Well, the first chapter ends here. We still have the issue of being careless with national security information. This carelessness told agents and potential contacts throughout the world that American government officials would sell them out if it could buy them a few political points. However, that is not the moral story I am concerned with here.
Moral Considerations
Here, I am talking about deceptively manipulating the American people into approving an act of aggression against another country that they would not have supported if they had known the truth. I am talking about a government that injected unjustified fear into American lives in order to make them submissive and pliable. I am talking about attacks made against those who questioned their tactics.
Under different circumstances, the Bush Administration might have found ways to attack Joe Wilson in ways that were perfectly legal. This would not have changed the first part of this moral story. This would have had no effect on what I am writing about here.
In seeking answers to the Judy Plame issue, we have quit demanding answers to a question that is at least as important; did the Bush Administration deceptively manipulate the American People into supporting an attack that, if they had known the truth, they would have considered immoral?
The Moral of the Story
The lesson that these government officials want the American People to learn is clear. "Even if you have evidence that we have done wrong, do not dare to mention it, or you will suffer. We insist that you remain silent when you have evidence of our transgressions. Those who do not do so will be made to suffer."
This is the type of America that these people are trying to create -- one in which government officials routinely employ a tool of intimidating potential critics into silence.
If we reward this type of behavior -- if we allow those who use these tactics of misdirection, ad hominem, and accusing the accusers, to profit from them, then we teach important lessons that the next generation of politicians will no doubt learn and put into practice.

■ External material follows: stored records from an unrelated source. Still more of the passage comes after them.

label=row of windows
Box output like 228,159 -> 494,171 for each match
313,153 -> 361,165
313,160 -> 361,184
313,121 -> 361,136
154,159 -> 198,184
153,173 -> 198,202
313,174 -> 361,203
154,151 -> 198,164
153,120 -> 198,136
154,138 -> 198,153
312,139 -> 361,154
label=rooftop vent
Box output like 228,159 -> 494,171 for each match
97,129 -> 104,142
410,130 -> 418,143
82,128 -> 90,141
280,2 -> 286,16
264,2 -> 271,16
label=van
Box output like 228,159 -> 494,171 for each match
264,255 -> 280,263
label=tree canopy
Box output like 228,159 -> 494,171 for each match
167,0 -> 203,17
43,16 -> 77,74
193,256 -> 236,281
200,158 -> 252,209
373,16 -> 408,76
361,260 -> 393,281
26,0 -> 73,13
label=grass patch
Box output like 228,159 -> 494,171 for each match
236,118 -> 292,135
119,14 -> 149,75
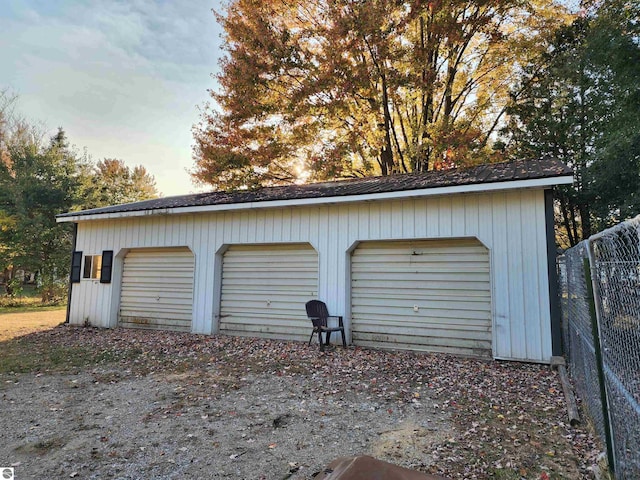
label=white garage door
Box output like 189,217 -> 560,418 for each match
351,239 -> 491,356
220,244 -> 318,340
119,248 -> 194,332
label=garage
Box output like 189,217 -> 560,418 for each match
118,248 -> 194,332
220,243 -> 318,340
351,239 -> 492,357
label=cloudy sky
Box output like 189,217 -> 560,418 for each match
0,0 -> 222,195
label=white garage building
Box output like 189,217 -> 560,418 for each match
57,160 -> 573,362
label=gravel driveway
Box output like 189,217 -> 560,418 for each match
0,326 -> 598,480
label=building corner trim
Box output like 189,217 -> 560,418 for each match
544,189 -> 563,356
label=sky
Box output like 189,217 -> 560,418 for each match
0,0 -> 222,196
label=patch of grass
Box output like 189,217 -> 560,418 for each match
0,340 -> 96,374
0,304 -> 66,315
0,285 -> 66,315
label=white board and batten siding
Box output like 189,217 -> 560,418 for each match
70,189 -> 551,362
220,244 -> 318,340
351,239 -> 492,357
118,248 -> 194,332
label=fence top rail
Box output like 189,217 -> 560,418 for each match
589,215 -> 640,242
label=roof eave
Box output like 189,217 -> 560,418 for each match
56,174 -> 573,223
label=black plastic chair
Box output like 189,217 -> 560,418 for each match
306,300 -> 347,351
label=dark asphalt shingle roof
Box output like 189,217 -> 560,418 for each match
58,159 -> 573,218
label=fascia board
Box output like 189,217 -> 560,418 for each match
56,175 -> 573,223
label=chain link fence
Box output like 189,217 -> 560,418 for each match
558,216 -> 640,479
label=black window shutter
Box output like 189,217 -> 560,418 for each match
100,250 -> 113,283
71,252 -> 82,283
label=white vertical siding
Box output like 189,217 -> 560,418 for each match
70,190 -> 551,362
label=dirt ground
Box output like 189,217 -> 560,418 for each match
0,317 -> 598,480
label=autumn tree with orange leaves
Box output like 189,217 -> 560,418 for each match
192,0 -> 567,189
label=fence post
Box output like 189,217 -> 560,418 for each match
583,251 -> 616,476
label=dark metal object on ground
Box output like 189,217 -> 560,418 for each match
315,455 -> 447,480
306,300 -> 347,351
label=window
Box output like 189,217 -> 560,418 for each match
82,255 -> 102,280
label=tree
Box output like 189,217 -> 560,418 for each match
193,0 -> 563,188
84,158 -> 158,208
0,129 -> 87,284
506,0 -> 640,246
0,92 -> 157,301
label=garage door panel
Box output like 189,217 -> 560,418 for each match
358,315 -> 490,334
220,244 -> 318,340
351,239 -> 492,356
352,277 -> 487,293
358,292 -> 491,312
352,305 -> 490,322
120,308 -> 191,320
358,333 -> 491,356
120,317 -> 191,332
361,320 -> 491,340
119,248 -> 194,331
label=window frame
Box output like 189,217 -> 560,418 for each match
82,254 -> 102,281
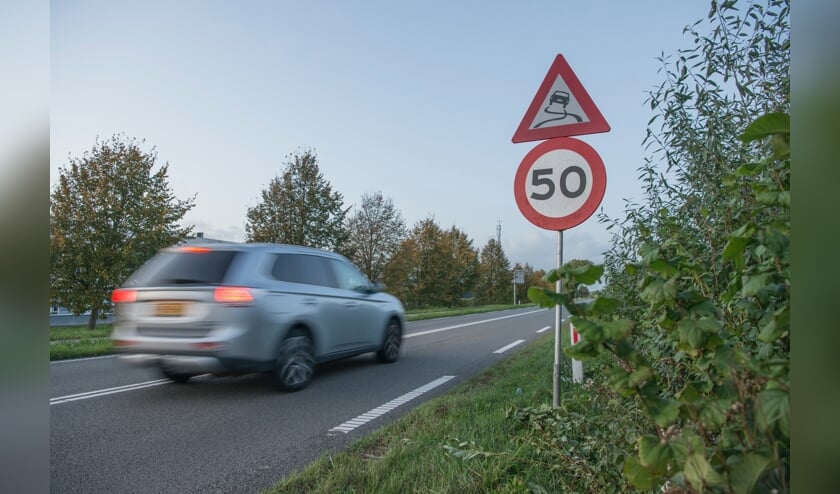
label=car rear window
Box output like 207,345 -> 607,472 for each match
271,254 -> 336,288
126,250 -> 240,287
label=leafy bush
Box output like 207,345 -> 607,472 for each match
529,0 -> 790,493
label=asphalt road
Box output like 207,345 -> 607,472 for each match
50,307 -> 554,493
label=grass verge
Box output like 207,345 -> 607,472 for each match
265,331 -> 643,494
50,304 -> 533,360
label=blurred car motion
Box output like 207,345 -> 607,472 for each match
111,243 -> 405,391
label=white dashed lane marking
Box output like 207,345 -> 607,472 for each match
328,376 -> 455,434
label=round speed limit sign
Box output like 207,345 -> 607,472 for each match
513,137 -> 607,231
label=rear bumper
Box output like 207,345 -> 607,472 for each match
119,353 -> 273,374
120,353 -> 227,374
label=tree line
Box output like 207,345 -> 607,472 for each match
50,141 -> 548,327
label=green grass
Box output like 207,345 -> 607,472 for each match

We make intimidation an attractive practice.
To the degree that we put these types of people on the social 'protected species' list, coddle and protect them, to that degree we can expect them to thrive, and to raise more who are just like them.
Regardless of how any other part of this story turns out, the American people are well advised to consider how much they value leadership by intimidation and fear.
Appendix: Just War
Note: I want to add a point of clarification. One cannot consistently be opposed to immoral actions and be tolerant of tyranny. Turning a blind eye to the suffering caused by tyrants is its own moral crime.
On moral grounds, the first Persian Gulf War was right because the world needs to stand up to countries that invade their neighbors, just as the community needs to band together against those who will invade one of their houses.
Clinton's actions in the Balkans was nothing other than the defense of innocent people from murderers and butchers.
The war in Afghanistan was a war against people who spread death and destruction across the entire face of the globe.
I could have been talked into defending the invasion of Iraq if it had been grounded on a decent respect for the principles of a just war. However, a unilateral attack grounded on manufactured fear deprived this war of its moral footing. That, more than anything, has contributed to the high price we have had to pay, and that we will continue to pay.